173 médicaments découverts par IA sont en essais cliniques. 2026 est l'année où on saura si la promesse était réelle.
Depuis dix ans, l'industrie pharmaceutique promet qu'AlphaFold et ses successeurs vont transformer la découverte de médicaments. Ce qu'ils n'ont pas encore produit, c'est un médicament approuvé. Cette année, les premiers essais de phase III arrivent.
Depuis dix ans, l’industrie pharmaceutique promet qu’AlphaFold et ses successeurs vont transformer la découverte de médicaments. Réduire les timelines de 10-15 ans à 3-6 ans. Améliorer les taux de succès cliniques. Cibler des maladies que les approches traditionnelles n’ont jamais réussi à adresser. Ces promesses ont généré des milliards de dollars d’investissement. Ce qu’elles n’ont pas encore produit, c’est un médicament approuvé.
2026 est l’année où le premier vrai test à grande échelle arrive.
L’état du pipeline
Au début de l’année, plus de 173 programmes de médicaments découverts par IA sont en développement clinique. 15 à 20 d’entre eux entrent en essais de phase III cette année, la phase pivot, celle où les essais sont randomisés, contrôlés, à grande échelle, avec des critères d’efficacité que les autorités réglementaires examineront pour accorder une approbation de mise sur le marché.
L’exemple le plus avancé est rentosertib (ISM001-055), développé par Insilico Medicine pour la fibrose pulmonaire idiopathique. C’est le premier médicament dont la cible thérapeutique et la molécule ont toutes deux été identifiées par IA, sans hypothèse de départ humaine. En phase IIa, il a montré une amélioration mesurable de la fonction pulmonaire contre un déclin significatif dans le groupe placebo sur 12 semaines. Les résultats de phase II complets sont attendus cette année. De son côté, zasocitinib, issu d’une approche de design moléculaire assisté par physique développée par Schrödinger, est déjà en phase III pour une pathologie inflammatoire.
Des taux de succès encourageants, à lire avec précaution
Les taux de succès en phase I et II sont, à ce stade, meilleurs que les chiffres historiques du secteur : 80-90% en phase I contre 40-65% pour les approches traditionnelles, 65-75% en phase II contre 30-45%.
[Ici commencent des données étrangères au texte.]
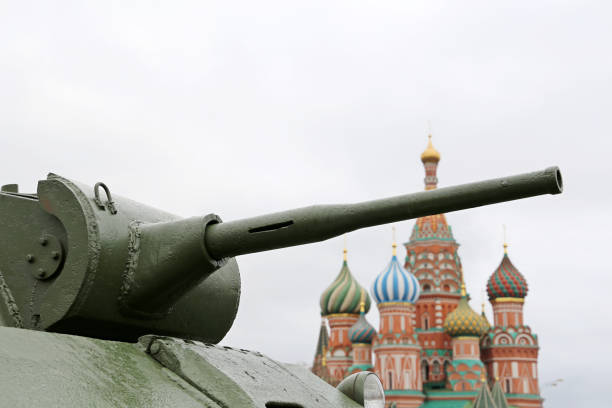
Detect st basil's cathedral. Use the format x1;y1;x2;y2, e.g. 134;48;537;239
312;135;543;408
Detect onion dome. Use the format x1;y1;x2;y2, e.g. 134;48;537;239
372;243;421;304
320;249;371;316
443;283;487;337
421;135;440;163
410;214;455;242
487;244;528;300
349;302;376;343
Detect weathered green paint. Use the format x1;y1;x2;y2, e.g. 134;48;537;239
206;167;563;259
0;168;562;408
0;174;240;343
0;167;562;343
0;327;359;408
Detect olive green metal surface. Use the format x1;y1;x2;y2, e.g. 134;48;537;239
0;328;359;408
0;167;562;343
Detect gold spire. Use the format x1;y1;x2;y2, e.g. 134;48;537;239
421;134;440;163
460;268;467;297
503;224;508;255
359;289;365;313
480;289;484;315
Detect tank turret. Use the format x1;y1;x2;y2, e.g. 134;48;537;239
0;167;562;343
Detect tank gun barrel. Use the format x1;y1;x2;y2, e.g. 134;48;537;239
0;167;563;343
205;167;563;259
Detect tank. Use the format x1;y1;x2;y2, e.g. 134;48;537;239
0;167;563;408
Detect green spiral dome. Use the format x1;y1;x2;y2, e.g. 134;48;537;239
320;260;370;316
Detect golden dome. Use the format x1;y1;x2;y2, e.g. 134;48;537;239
443;283;487;337
421;135;440;163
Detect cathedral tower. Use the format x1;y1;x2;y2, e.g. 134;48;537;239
320;248;370;386
348;301;376;374
372;237;425;408
444;283;488;391
404;135;462;384
481;244;542;408
312;317;330;382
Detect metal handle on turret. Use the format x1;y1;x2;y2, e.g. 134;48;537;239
205;166;563;259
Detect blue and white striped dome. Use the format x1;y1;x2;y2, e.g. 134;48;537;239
372;254;421;304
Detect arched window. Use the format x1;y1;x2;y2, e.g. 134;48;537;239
444;360;450;376
421;360;429;382
421;314;429;330
431;361;440;375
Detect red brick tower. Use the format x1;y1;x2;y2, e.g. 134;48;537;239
444;283;488;392
404;135;462;387
320;248;370;385
481;244;542;408
348;301;376;374
372;237;425;408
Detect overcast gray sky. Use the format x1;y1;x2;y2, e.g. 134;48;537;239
0;1;612;407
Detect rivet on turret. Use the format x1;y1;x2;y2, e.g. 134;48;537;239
149;342;161;355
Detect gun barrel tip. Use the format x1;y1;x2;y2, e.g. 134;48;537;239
546;166;563;194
Ces chiffres sont encourageants mais doivent être lus avec précaution. Les programmes en cours ont été sélectionnés dans des conditions favorables, sur des cibles relativement bien comprises, dans des domaines comme l’oncologie et les maladies infectieuses où les données d’entraînement disponibles sont abondantes. La question centrale n’est pas de savoir si un programme va réussir, mais si le taux de succès s’améliore de façon structurelle sur l’ensemble du pipeline.
Ce n’est pas acquis. Plusieurs programmes IA ont échoué en 2025, abandonnés en phase II ou après des résultats sans signal d’efficacité. Un dirigeant du secteur a reconnu publiquement que les attentes avaient été mal calibrées sur la décennie écoulée. L’IA comprime les timelines de découverte et améliore la sélection des candidats dans certaines configurations, c’est réel et documenté. Elle n’a pas encore démontré qu’elle change fondamentalement le taux d’attrition clinique, qui reste la principale source de perte dans le développement pharmaceutique.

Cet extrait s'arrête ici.